In the 21st century we are almost permanently attached to our digital lives. Like many small business owners I like to be with my phone as much as possible to respond to enquiries from potential clients. For the rest of us we enjoy the endorphin hit of a social media comment, like, or funny video to pass the time. In the spa area at my gym I even see people scrolling Instagram or watching the match in the jacuzzi pool.

Swimming is one of the few chances we have to step away from the internet and simply exist as ourselves. Ploughing up and down a lane is one of my happy places, as I can get lost completely in my thoughts. I can take the time to think over my problems, what I want for dinner, business ideas, how I want to spend my weekend, process my emotions or anything else which has been bubbling under the surface. I essentially wrote this article in my head while swimming 2.5KM last night.

If I was swimming 4KM twice a day as part of a development squad I would probably feel slightly differently about this, but as most triathletes will swim 2-3 times a week, do we really need to go to great lengths and expense to listen to Fleetwood Mac during that time?

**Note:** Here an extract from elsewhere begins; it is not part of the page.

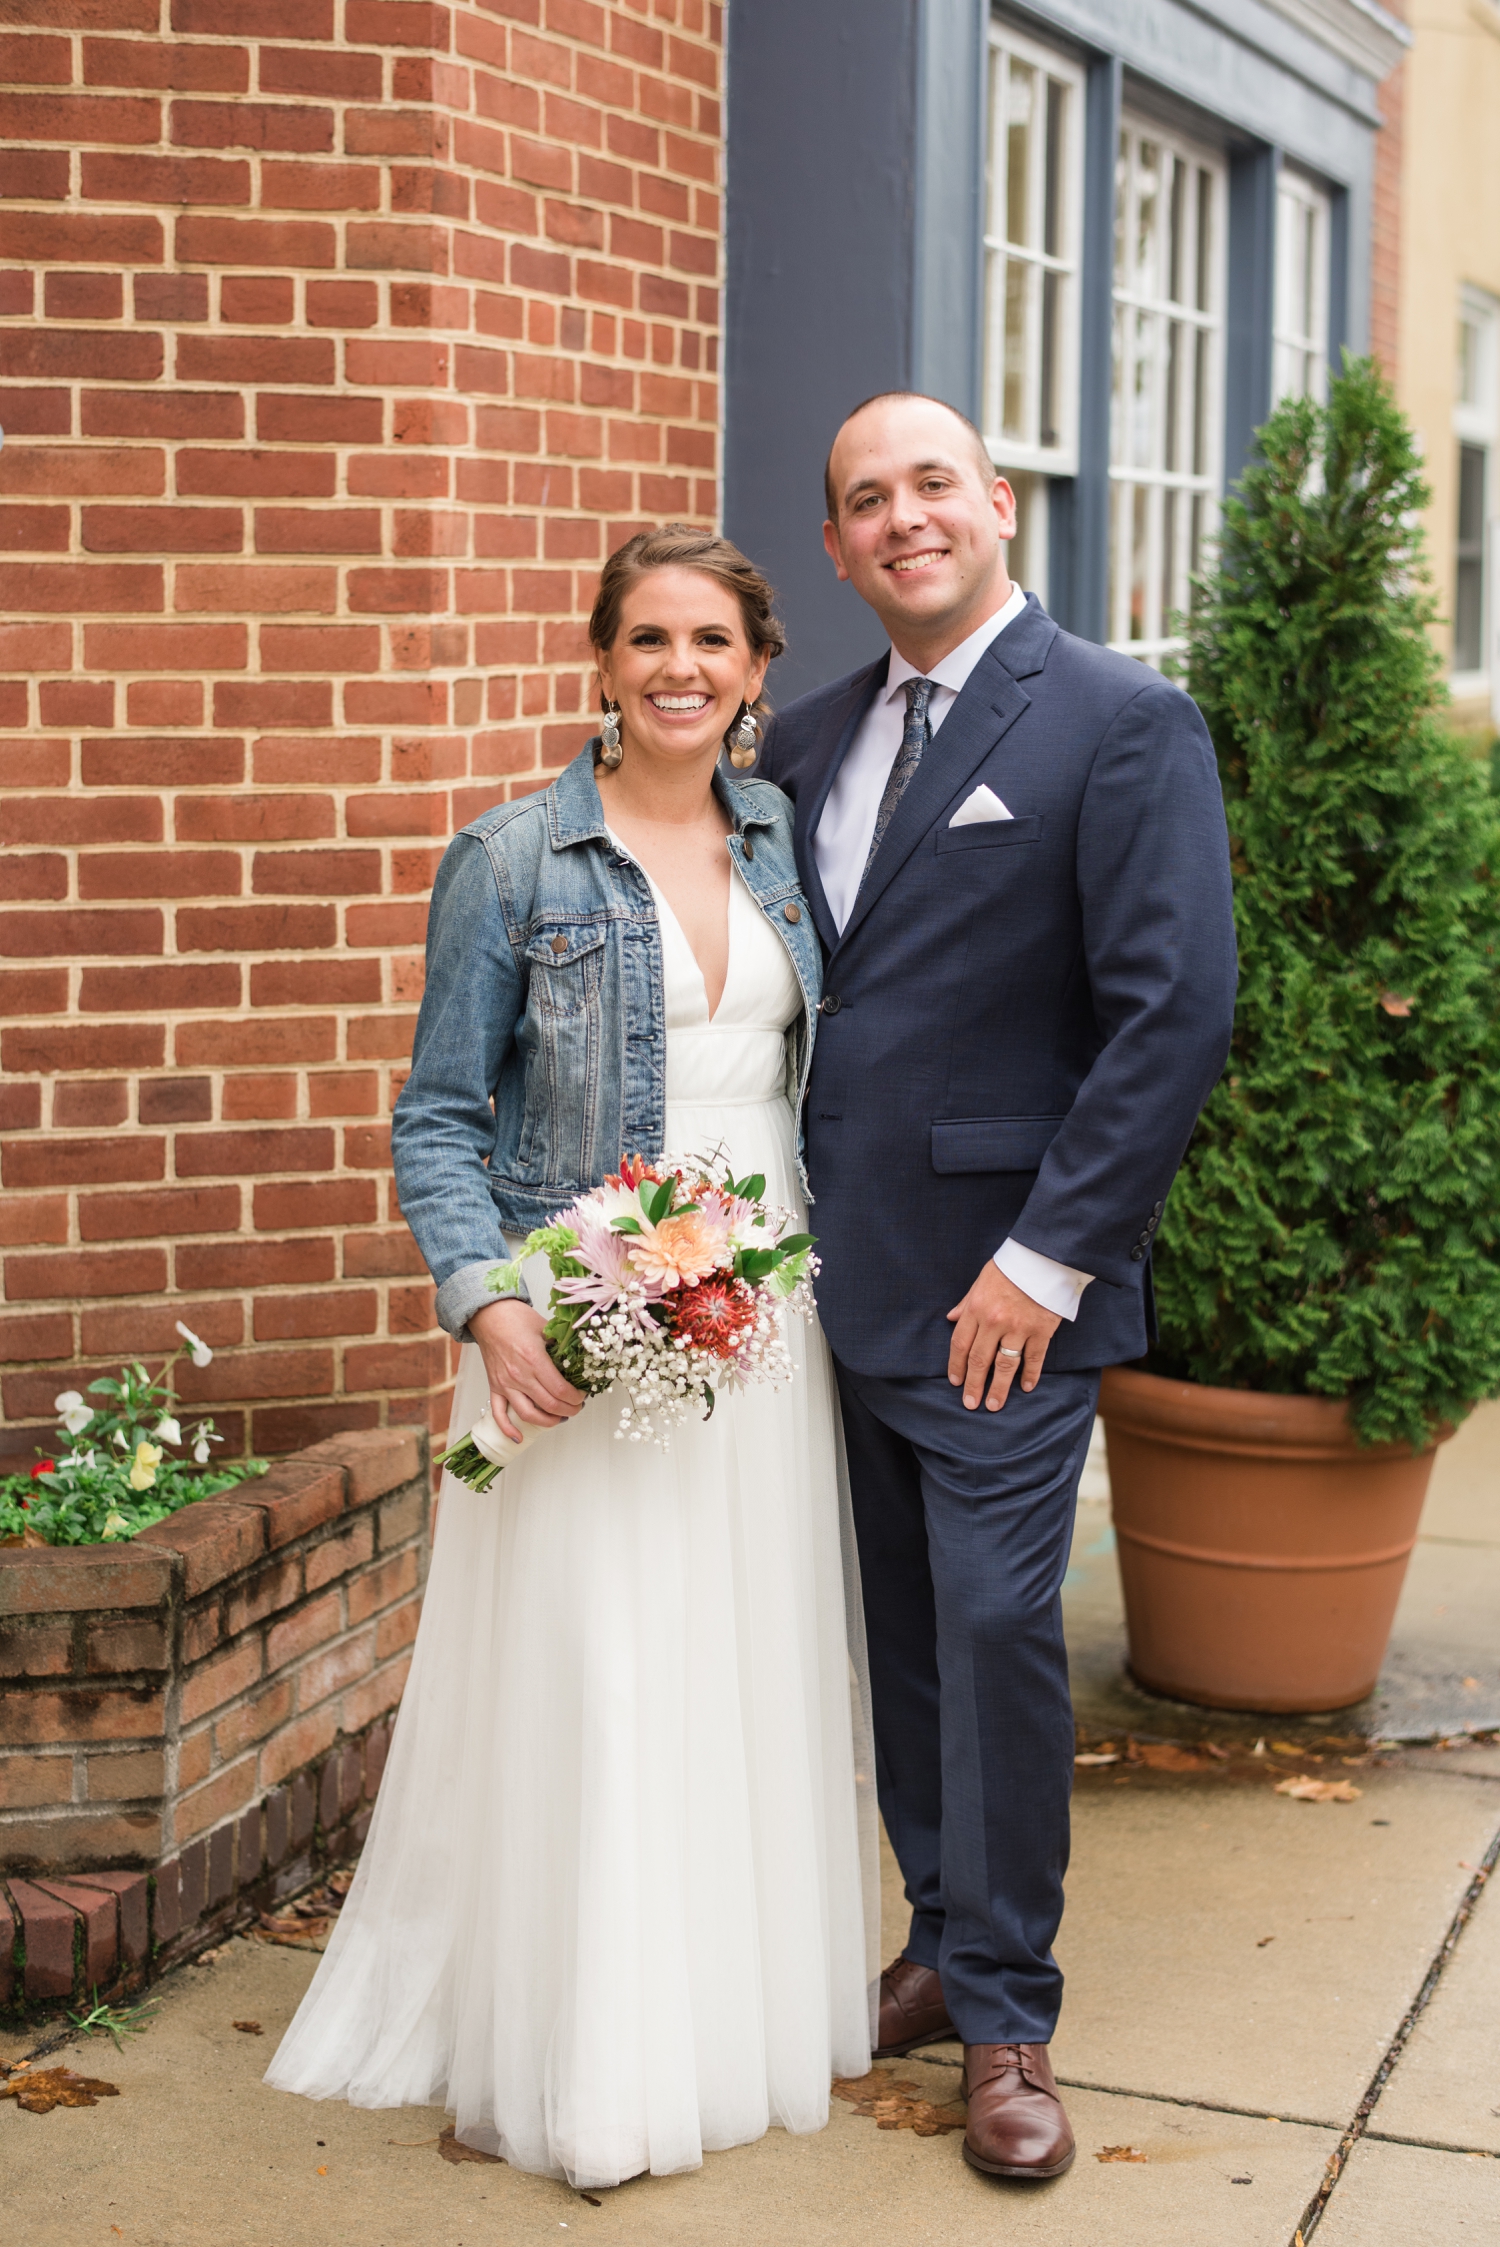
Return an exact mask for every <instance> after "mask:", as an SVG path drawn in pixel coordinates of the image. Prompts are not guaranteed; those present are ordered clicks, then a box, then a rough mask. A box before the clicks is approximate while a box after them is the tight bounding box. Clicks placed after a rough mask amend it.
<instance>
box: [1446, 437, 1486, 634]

We’re all individuals, and there could well be a reason that you need to keep yourself as distracted as possible at all times, but most of us could probably do with unplugging for a couple of hours a week.

Strength and Conditioning

Just a footnote here really. If you include strength and conditioning in your training (which you do, don’t you?!), then there are no downsides to listening to music in the gym, the soundscape of men grunting and dropping weights is hardly atmospheric, and it’s not like your triathlon race involves any weightlifting.

Conclusion

There is nothing inherently wrong with listening to music while triathlon training, but it’s important not to become reliant on it to the point that the absence of it makes you feel anxious. As your relationship with training develops over time, you will likely become less reliant on music to keep you motivated, and I recommend you embrace this.

Bone conduction headphones are available to purchase which help improve your awareness while listening to music, but they are still banned at most races, so I recommend not becoming overly reliant on them.